What if we could train a neural network to mimic cmix's decision-making but run orders of magnitude faster?
Pipeline Overview:
Input Files (Wikipedia content)
↓
[Instrumented cmix compressor]
↓
Decision logs: context → symbol → probability
↓
[Convert to Parquet format]
↓
Training shards (millions of examples)
↓
[PyTorch neural network training]
↓
Trained model (faster inference than cmix)
↓
Compression: 28% size on Wikipedia-style data
Modified cmix source code to log every compression decision it makes
Logged Information:
For each byte position:
• Context buffer (last N bytes)
• All model predictions
- ICM probabilities
- ISSE predictions
- Mixer weights
• Final symbol probability
• Actual symbol encoded
• Arithmetic coder state
Output format:
[context_hash, model_probs[],
final_prob, actual_symbol]
Converted raw logs into efficient columnar storage for training
Parquet Schema:
context: binary (last 32 bytes)
order0_prob: float32[256]
order1_prob: float32[256]
order2_prob: float32[256]
...
mixer_weights: float32[8]
final_prob: float32[256]
target_symbol: uint8
Shard organization:
shard_0000.parquet (10M examples)
shard_0001.parquet (10M examples)
... (50 shards total)
PyTorch Model (Transformer-based):
Input: context embedding (last 32 bytes)
↓
Byte Embedding Layer (256 → 128 dims)
↓
Positional Encoding (32 positions)
↓
Transformer Encoder (6 layers, 8 heads)
↓
Context Mixer (learned weights)
↓
Output Layer (256 logits → softmax)
↓
Predicted probability distribution P(symbol | context)

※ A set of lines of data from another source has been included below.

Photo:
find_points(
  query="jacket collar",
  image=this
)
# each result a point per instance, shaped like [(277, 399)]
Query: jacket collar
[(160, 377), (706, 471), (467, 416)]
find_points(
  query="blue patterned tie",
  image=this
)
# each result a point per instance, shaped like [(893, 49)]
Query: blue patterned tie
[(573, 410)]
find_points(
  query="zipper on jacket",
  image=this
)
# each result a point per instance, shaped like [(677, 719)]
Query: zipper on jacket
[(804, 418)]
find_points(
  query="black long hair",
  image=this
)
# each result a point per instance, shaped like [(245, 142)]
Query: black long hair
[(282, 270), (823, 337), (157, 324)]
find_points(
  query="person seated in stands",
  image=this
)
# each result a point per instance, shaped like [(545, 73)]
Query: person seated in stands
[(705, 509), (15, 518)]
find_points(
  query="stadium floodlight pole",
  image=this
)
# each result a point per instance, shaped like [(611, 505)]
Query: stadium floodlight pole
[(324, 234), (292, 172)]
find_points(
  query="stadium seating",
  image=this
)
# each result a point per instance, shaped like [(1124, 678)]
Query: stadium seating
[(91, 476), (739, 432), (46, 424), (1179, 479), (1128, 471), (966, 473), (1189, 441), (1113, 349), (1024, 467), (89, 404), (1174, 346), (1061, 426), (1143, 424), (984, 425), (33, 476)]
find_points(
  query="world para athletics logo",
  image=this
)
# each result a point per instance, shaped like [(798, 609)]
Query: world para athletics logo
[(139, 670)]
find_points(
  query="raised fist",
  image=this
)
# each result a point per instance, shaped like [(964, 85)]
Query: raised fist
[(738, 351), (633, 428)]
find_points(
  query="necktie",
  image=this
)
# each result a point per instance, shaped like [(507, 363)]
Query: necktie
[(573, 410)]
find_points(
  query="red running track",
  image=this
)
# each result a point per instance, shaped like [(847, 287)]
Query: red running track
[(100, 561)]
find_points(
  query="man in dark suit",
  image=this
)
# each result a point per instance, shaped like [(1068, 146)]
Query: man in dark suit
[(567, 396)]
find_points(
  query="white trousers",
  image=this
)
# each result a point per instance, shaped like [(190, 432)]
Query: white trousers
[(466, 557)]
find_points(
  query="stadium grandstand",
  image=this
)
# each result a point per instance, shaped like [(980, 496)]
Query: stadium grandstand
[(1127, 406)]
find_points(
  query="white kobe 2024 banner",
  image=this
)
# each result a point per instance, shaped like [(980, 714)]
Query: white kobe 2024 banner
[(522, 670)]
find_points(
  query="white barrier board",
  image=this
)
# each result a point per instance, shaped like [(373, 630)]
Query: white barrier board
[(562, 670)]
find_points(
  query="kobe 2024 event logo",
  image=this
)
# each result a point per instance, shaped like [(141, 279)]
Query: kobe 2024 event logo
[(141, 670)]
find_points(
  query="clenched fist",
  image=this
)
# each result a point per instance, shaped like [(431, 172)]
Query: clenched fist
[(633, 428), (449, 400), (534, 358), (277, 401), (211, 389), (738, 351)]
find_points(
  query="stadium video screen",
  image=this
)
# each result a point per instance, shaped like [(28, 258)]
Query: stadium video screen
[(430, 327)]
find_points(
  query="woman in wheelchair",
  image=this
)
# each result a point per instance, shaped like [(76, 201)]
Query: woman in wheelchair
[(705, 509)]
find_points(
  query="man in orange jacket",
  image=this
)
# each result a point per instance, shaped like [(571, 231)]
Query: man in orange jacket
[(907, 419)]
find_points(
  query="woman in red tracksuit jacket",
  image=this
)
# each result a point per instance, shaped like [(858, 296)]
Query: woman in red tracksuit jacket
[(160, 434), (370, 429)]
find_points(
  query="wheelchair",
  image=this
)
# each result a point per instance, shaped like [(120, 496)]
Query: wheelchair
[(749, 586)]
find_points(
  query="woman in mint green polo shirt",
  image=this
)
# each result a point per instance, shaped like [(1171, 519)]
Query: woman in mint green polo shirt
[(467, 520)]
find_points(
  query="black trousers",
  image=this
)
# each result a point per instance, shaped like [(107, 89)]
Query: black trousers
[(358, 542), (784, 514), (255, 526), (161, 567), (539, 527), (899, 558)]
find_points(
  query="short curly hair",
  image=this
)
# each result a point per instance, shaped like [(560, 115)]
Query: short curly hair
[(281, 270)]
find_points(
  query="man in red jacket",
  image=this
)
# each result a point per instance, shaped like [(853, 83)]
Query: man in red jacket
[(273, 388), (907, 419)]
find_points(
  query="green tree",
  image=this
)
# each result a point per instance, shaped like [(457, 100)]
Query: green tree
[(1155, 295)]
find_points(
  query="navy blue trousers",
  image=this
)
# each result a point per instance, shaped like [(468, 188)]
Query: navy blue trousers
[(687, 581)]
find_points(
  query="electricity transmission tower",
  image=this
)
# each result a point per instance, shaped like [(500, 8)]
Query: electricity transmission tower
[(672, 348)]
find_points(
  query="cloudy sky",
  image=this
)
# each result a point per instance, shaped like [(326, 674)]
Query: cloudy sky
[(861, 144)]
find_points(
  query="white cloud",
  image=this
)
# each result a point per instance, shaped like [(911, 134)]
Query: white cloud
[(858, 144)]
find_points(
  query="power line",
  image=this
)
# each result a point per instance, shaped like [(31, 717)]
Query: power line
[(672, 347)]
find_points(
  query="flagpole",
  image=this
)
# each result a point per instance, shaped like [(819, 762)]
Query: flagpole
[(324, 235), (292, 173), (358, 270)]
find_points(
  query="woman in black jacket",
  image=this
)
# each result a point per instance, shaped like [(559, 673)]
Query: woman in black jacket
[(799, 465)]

Loss function: Cross-entropy between:
- Neural model prediction
- cmix final probability (teacher signal)
Training:
- Batch size: 1024
- Learning rate: 1e-4 (Adam)
- Epochs: 10
- Hardware: 8× A100 GPUs
- Time: ~72 hours
| Compressor | Compression Rate | Ratio | Speed (MB/s) | Notes |
|---|---|---|---|---|
| cmix (teacher) | 12% | 8.3:1 | ~0.8 | Ground truth, extremely slow |
| Neural Model (student) | 28% | 3.6:1 | ~12 | 15× faster, but lower ratio |
| HoloCodec | 20% | 5.0:1 | ~10 | Better ratio, similar speed |
| 7-Zip LZMA2 | 24% | 4.2:1 | ~15 | Faster, competitive ratio |
Verdict: Promising research direction, but not production-ready. Neural compression is an active research area (DeepMind's Perceiver IO, etc.), but classical algorithmic approaches like HoloCodec's FA-CVM + multi-head architecture still offer better ratio/speed trade-offs for general-purpose compression.